I'd rather have my country back.
***
Happy Holidays and Merry Christmas to you all from Shrubville.
Now go get nogged!
December 23, 2007
The Scott Stantis Guide To Botching A Simple Holiday Strip, Vol. 42
Wow. Is there anything Scott Stantis CAN'T screw up?
It's a simple premise. Winslow, dressed up and singing like a drunken, pantless department store Santa, realizes when he's halfway through "Winter Wonderland" that he's still in the desert and it's really hot there. Now it's IMPOSSIBLE to mess up that simple gag, right?
No, Virginia - not for Scott Stantis.
The first panel is fine. I'm confused as to why Winslow would put on the big black boots but not pants, but otherwise the drawing and even the singing are fine.

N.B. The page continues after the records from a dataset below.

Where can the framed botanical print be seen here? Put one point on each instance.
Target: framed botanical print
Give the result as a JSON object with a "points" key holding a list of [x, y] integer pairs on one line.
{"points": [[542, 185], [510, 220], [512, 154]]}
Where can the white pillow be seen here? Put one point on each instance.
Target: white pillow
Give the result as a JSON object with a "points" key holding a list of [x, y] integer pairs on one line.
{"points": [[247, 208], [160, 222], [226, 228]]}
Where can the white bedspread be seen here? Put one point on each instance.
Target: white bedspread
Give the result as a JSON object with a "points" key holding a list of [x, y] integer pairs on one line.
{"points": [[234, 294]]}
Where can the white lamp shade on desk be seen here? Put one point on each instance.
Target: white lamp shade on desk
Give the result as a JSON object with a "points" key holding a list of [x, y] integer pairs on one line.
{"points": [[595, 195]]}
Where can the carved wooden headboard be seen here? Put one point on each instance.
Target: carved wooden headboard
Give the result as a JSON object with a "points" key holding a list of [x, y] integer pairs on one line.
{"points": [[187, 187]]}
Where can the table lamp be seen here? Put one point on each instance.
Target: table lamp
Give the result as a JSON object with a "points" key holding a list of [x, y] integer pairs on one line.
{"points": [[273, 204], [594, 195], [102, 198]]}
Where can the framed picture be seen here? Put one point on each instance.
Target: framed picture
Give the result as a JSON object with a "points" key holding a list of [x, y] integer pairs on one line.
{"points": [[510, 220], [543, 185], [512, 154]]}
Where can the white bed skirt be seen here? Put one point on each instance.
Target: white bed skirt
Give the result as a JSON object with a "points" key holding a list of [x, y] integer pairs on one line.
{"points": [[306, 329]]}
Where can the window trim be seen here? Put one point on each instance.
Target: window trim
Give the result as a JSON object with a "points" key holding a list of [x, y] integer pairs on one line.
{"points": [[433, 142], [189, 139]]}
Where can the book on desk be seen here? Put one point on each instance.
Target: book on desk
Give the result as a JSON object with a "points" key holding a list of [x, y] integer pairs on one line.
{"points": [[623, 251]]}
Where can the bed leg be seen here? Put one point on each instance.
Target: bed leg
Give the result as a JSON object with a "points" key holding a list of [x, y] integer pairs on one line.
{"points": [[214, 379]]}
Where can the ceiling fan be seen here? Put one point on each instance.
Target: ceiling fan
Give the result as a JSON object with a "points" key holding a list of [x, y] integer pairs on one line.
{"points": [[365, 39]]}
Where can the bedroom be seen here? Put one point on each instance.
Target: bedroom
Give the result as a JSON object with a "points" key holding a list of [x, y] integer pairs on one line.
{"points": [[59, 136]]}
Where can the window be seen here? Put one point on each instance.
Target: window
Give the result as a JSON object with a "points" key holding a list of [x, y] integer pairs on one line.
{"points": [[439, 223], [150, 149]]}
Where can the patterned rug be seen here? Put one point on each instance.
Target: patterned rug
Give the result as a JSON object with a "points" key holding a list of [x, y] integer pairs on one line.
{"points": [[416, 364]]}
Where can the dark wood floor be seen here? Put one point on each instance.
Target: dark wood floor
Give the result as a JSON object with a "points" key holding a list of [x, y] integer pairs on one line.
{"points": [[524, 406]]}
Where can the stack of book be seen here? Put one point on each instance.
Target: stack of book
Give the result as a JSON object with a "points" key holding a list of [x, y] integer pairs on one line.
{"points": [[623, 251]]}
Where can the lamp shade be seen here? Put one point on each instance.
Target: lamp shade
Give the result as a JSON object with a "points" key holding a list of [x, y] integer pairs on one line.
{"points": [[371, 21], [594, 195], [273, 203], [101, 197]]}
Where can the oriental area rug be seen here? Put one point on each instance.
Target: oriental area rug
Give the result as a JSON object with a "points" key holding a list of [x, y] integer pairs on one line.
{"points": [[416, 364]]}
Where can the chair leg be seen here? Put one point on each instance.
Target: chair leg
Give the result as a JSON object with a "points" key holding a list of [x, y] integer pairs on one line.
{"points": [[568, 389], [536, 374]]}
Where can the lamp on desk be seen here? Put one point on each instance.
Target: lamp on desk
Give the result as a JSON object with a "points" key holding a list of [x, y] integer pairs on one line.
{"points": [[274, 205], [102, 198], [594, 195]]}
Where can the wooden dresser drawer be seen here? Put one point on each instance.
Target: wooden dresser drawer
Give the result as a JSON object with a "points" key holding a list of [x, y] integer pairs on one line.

Then there's the atrocious second panel. Stantis tries to do his weird "head turning in confusion" trick again, and it's horrific. The three faces of Winston appear, only one of which seems to have a mouth (the one facing right). Stantis screws up this old comic strip technique by having Winslow's hat move with his head as well, instead of staying put while he whips his head back and forth. I've never drawn a comic strip in my life and even I know that.
But that's not the worst of it. No, I would have to say that Stantis' odd choice of how to separate the word "Wonderland" between the first and second panels takes the snowcake. I think 99% of the people out there would think it's logical to have Wilson say "Wonder...land?" But not Stantis. Instead, he gives us "...and." When I first read it I was confused. "...and" what? Did Stantis forget the rest of the line, and Winslow was supposed to say, "Walking through a Winter Wonderl...and where's the snow?" Nope. Stantis just thought it would be funnier to separate the word in the most confusing way possible. Heck, even "...erland" would have been funnier. But not for the worst comic strip writer ever.
The less said about the last panel, the better. I don't even think that's Winslow. If he wasn't red and yellow, I'd think that was a completely different character than the one appearing in the first panel. The dimensions are all off (look how huge the hat is and how round his body is now - even his arms are puffier). And is Stantis so lazy that he won't even take the time to repeat the background from the second panel? Winslow realizes he's in the desert again - why would that disappear? Why not show a low angle of a melting Winslow with the huge sun (NOT the moon) hanging in the sky behind him? Or am I being too much of an Ebeneezer in how critical I am of a light-hearted holiday strip?
Bah, humbug. We all know the real scrooge is a comic strip "artist" who is somehow, some way getting worse with every single strip. Even when it's as simple as having a coyote singing Christmas songs in the middle of the desert.
Posted by The Furnace at 09:10 AM | Comments (0)December 22, 2007
Note To Carmen: Speak For Yourself, Little Girl
Carmen has a Facebook account? How can I look her up, by typing in her full name - Carmen A. Hypocrite?
Today's strip is just odd. Once again it's a case of Stantis thinking he has a good point to make, but then completely fumbling it. Let's just ignore the fact that Carmen is the sancatmonius one here (which is why her having a Facebook account is so hypocritical - wouldn't this whole strip have made more sense if Winslow was the one railing against technology? Oh wait - that wouldn't make sense either).
Carmen talks about how we Americans don't want strangers all up in our bizness. No disagreements from me - I think we can all agree that we don't want the government illegally spying on us, and then giving the telecom companies retroactive immunity for breaking the law to do it. But her next point is that since "we" have those cell phones that wrap around your ear, people are broadcasting "our" most intimate secrets. So she is all up in arms - if "we're" so open with "our" private lives, how can we beg for privacy?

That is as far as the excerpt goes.